Anggota Komisi III DPR RI Fraksi PKS, Achmad Dimyati Natakusumah meminta Polri memperketat penggunaan senjata api oleh anggota polisi di lapangan. Dimyati meminta agar polisi tidak membawa senjata api usai bertugas.

Awalnya Dimyati menjelaskan terkait tidak mudahnya syarat-syarat yang harus dipenuhi untuk memegang senjata api meski polisi diizinkan oleh UU. Menurutnya, senjata api juga bisa berpotensi disalahgunakan bukan hanya oleh polisi tapi bahkan oleh keluarga polisi tersebut.

"Polisi diberi kewenangan oleh UU untuk dipersenjatai tapi oleh sebab itu harus ada kebijakan, karena megang senjata itu nggak gampang diliat dari track record, psikolog, kesehatan, kemahiran. Maka ke depan senjata api ini kan bisa disalahgunakan bukan hanya oleh polisi atau oknum polisi itu, bisa juga disalahgunakan oleh keluarganya," kata Dimyati saat dihubungi, Jumat (26/2/2021).

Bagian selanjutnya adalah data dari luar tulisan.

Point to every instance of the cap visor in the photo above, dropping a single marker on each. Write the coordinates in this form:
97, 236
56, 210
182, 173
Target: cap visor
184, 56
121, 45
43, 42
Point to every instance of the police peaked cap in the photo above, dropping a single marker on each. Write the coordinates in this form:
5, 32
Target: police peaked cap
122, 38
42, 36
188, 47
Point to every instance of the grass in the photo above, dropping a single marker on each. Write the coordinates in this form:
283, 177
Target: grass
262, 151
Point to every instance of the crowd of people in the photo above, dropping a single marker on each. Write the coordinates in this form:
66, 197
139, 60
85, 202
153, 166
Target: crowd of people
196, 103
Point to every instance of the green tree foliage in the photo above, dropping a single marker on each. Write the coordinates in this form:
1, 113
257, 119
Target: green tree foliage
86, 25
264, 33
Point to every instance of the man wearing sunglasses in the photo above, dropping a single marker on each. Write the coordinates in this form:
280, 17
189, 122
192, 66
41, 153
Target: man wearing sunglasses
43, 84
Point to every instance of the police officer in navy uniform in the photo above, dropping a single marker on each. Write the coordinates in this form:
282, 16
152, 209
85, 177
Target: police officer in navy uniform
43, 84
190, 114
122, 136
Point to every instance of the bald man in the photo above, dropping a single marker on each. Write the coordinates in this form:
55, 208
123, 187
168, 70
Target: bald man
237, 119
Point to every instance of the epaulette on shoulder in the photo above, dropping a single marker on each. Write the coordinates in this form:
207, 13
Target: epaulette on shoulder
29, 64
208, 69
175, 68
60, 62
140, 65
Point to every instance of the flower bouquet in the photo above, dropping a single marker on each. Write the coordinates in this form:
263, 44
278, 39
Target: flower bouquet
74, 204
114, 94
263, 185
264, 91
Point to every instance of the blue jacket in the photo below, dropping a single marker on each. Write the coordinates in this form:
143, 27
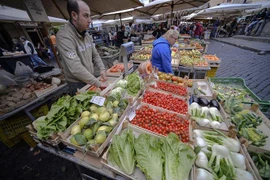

Dimyati lalu memberi masukan agar ke depannya polisi tidak membawa senjata api setelah selesai bertugas. Dia menyebut lebih baik senjata api yang dipegang oleh polisi dikembalikan setiap harinya ke posko peralatan setelah selesai bertugas.

"Nah ini yang seyogyanya senjata api itu disimpan di posko, disimpan di posko itu di tempat peralatan senjata api dan wajib lapor ke bidang logistik kalau misal setelah bertugas kembalikan, setelah bertugas kembalikan, dihitung pelurunya setiap hari, ada yang hilang nggak satu, nggak boleh ada yang hilang," ucapnya.

Dimyati juga menyerankan agar senpi tidak dibawa pulang dan tidak semua satuan bisa menggunakan senjata api. Menurutnya hanya satuan-satuan tertentu seperti densus yang diperkenankan membawa senjata api.

"Nah bagian apa yang bisa pegang senpi, bagian tertentu di kepolisian wajib pegang senpi, jangan di bagian lantas misalnya, ada bidang tertentu boleh, jangan semua, seyogyanya nggak boleh dibawa pulang, kecuali orang-orang bidang tertentu, misalnya di bidang Densus 88, boleh, takut ada A, B, C, apa lagi misal ajudan kapolri itu siapa boleh saja, ajudan kapolda boleh pegang itu, tapi kalau poisi polisi tertentu, buat apa sih senpi mau nembak siapa? yang berhadapan dengan kriminal justice nah itu yang boleh," ujarnya.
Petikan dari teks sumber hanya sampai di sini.